Now a good old NTFS (or maybe even FAT / FAT32?) Windows partition is all you need (if you're running Windows, you have this) and 5GB (low end) to 30GB (phat, I settled for 15) of free space. Maybe defragment your target drive first; you don't want this big file you're going to have to end up fragmented, right?
Download the Ubuntu ISO, burn it to a CD, and then load the CD within Windows and start the installation from there. This is really sexy; it's what a lot of people who weren't willing to tear apart their Windows installations were praying for.
The Ubuntu-on-Windows installation is so easy and painless it's almost unfair. You'll be up and running in under 20 minutes. It even makes the changes to your XP bootloader for you so that you can easily chose between XP and Ubuntu every time you boot up. XP remains the default, so if you just turn on your computer and walk away, when you come back you'll see your good old XP desktop (or login screen, as the case may be).
Ubuntu's good points:
- It's beautiful and functional.
- It seems like a great environment in which to get some work done.
- It's a clear improvement on previous releases. My wireless actually worked properly this time, even with a passkey having been set up.
- The package / installation manager is great (when it works). You won't like going back to Windows and downloading and executing .exe files; that's not nearly as sexy.
- It eats and breathes interoperability; your Mac-formatted iPod will work just fine with it - in fact, I had to run a LiveCD instance of Ubuntu the other day to copy some mp3s off a co-worker's Mac-formatted iPod. (Windows lacks native capability in this area and requires an expensive add-on.)
... and the not-so-great:
- Some key Windows titles are not available for Linux. I cite ACDSee, SlingPlayer (for my SlingBox), and Adobe Premiere. When I'm editing videos I can't live without the last item, and I can never live without the first two. Since I don't have a Intel Core Duo processor stepping with the feature that enables side-by-side operating system instances, greatly diminishing what I could get from virtualization, the virtualization solution wouldn't really work. I'll still need to use Windows more often than Linux.
- The features that let Ubuntu play with proprietary file types (MP3, Windows Media, etc..) aren't installed by default for copyright / royalty reasons. You have to install a package called "Ubuntu Restricted Extras." This is easy to do using the aforementioned package manager - heck, you can even update a LiveCD RAM-based "installation" this way if you're doing something like accessing a Mac-formatted iPod - but many new users won't realize this and will be wondering why they can't get their MP3s to play.

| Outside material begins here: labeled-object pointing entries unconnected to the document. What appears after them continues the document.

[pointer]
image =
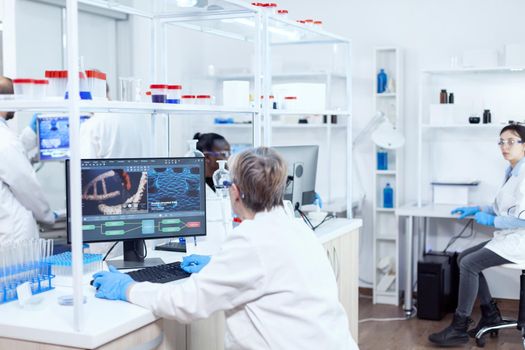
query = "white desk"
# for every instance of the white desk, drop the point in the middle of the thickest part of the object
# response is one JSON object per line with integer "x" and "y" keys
{"x": 118, "y": 325}
{"x": 410, "y": 212}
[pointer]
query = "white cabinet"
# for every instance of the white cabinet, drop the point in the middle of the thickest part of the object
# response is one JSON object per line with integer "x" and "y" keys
{"x": 387, "y": 173}
{"x": 343, "y": 253}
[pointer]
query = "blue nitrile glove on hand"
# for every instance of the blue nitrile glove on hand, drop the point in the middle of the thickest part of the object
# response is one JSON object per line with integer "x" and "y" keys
{"x": 484, "y": 219}
{"x": 32, "y": 123}
{"x": 112, "y": 285}
{"x": 466, "y": 211}
{"x": 318, "y": 200}
{"x": 194, "y": 263}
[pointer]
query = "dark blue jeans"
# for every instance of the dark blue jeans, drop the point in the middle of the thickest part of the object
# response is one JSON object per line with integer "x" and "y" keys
{"x": 472, "y": 283}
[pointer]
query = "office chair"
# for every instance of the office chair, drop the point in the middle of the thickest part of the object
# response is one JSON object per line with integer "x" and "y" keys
{"x": 519, "y": 324}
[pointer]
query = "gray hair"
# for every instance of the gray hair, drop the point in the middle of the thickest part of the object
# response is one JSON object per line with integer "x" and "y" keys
{"x": 260, "y": 174}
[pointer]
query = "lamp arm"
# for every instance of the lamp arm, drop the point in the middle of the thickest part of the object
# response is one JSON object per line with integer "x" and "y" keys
{"x": 371, "y": 125}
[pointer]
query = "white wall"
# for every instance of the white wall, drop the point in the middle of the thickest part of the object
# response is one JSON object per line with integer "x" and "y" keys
{"x": 430, "y": 33}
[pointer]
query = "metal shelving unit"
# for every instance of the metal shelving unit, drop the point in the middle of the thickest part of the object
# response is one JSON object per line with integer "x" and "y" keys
{"x": 233, "y": 19}
{"x": 386, "y": 235}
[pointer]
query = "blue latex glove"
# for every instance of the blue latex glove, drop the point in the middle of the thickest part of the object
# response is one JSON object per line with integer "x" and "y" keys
{"x": 318, "y": 200}
{"x": 484, "y": 219}
{"x": 32, "y": 123}
{"x": 112, "y": 285}
{"x": 466, "y": 211}
{"x": 194, "y": 263}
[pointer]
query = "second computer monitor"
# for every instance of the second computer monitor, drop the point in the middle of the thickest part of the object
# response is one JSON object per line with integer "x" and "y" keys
{"x": 302, "y": 170}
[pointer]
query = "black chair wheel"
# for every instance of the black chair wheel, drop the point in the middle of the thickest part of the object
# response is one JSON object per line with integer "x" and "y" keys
{"x": 480, "y": 342}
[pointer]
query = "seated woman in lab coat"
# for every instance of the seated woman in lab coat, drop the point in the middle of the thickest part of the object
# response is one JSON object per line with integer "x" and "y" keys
{"x": 508, "y": 245}
{"x": 271, "y": 277}
{"x": 214, "y": 147}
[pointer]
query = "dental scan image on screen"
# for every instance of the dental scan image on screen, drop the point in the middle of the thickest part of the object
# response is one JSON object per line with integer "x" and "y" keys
{"x": 142, "y": 198}
{"x": 53, "y": 136}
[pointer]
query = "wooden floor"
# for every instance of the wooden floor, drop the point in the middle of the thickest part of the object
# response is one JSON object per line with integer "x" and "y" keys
{"x": 412, "y": 334}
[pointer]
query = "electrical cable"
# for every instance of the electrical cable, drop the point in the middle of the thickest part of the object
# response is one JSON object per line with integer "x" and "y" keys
{"x": 326, "y": 218}
{"x": 460, "y": 235}
{"x": 109, "y": 251}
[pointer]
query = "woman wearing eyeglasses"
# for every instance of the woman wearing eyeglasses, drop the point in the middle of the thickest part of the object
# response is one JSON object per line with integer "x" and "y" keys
{"x": 214, "y": 147}
{"x": 507, "y": 214}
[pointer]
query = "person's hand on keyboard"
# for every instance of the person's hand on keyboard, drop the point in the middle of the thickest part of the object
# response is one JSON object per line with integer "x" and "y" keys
{"x": 112, "y": 284}
{"x": 194, "y": 263}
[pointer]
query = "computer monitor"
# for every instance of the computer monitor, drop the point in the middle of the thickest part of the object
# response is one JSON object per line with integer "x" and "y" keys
{"x": 131, "y": 200}
{"x": 302, "y": 169}
{"x": 53, "y": 136}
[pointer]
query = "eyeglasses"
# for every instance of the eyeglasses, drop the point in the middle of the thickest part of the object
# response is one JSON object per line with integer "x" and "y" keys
{"x": 220, "y": 154}
{"x": 509, "y": 142}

- My wireless finally worked, yes, but not without a few user-interface-related configuration hiccups. I guess I should be glad that I didn't have to "wrap" a Windows driver or anything uber-technical like that.
- I couldn't get my TV to act as a second monitor - at least not in a way that actually worked (I just saw fuzz on the TV screen). Amazingly, changing screen resolution on the fly is a recent feature - and some prior releases I played with didn't work at my native widescreen resolution, so everything looked kind of hazy. The interface for all this is still quite clunky compared to the Windows equivalent.
Still, don't let those, my personal quibbles with Ubuntu, stop you. Linux purists who have been here all along may not agree with me, or may be disgusted even if they do agree, but the ability to install a mainstream Linux distribution on a Windows drive may prove to be a key watershed moment. PCs are going to continue to be shipped with Windows pre-installed, which I think is actually a good thing because we still need Windows anyway. More to the point, Windows pre-installed on a machine costs little to the end user - rumour has it that it that these installations pay for themselves through sponsored add-ins. ("TRY AOL FREE," et al.) And nobody wants to repartition their harddrive, unless they have the luxury of owning a computer just to play with it. This all adds up to a recipe for adoption, if you ask me.
So yeah, have fun! Ubuntu's pack-in version of Solitaire includes a hint feature, if you were wondering.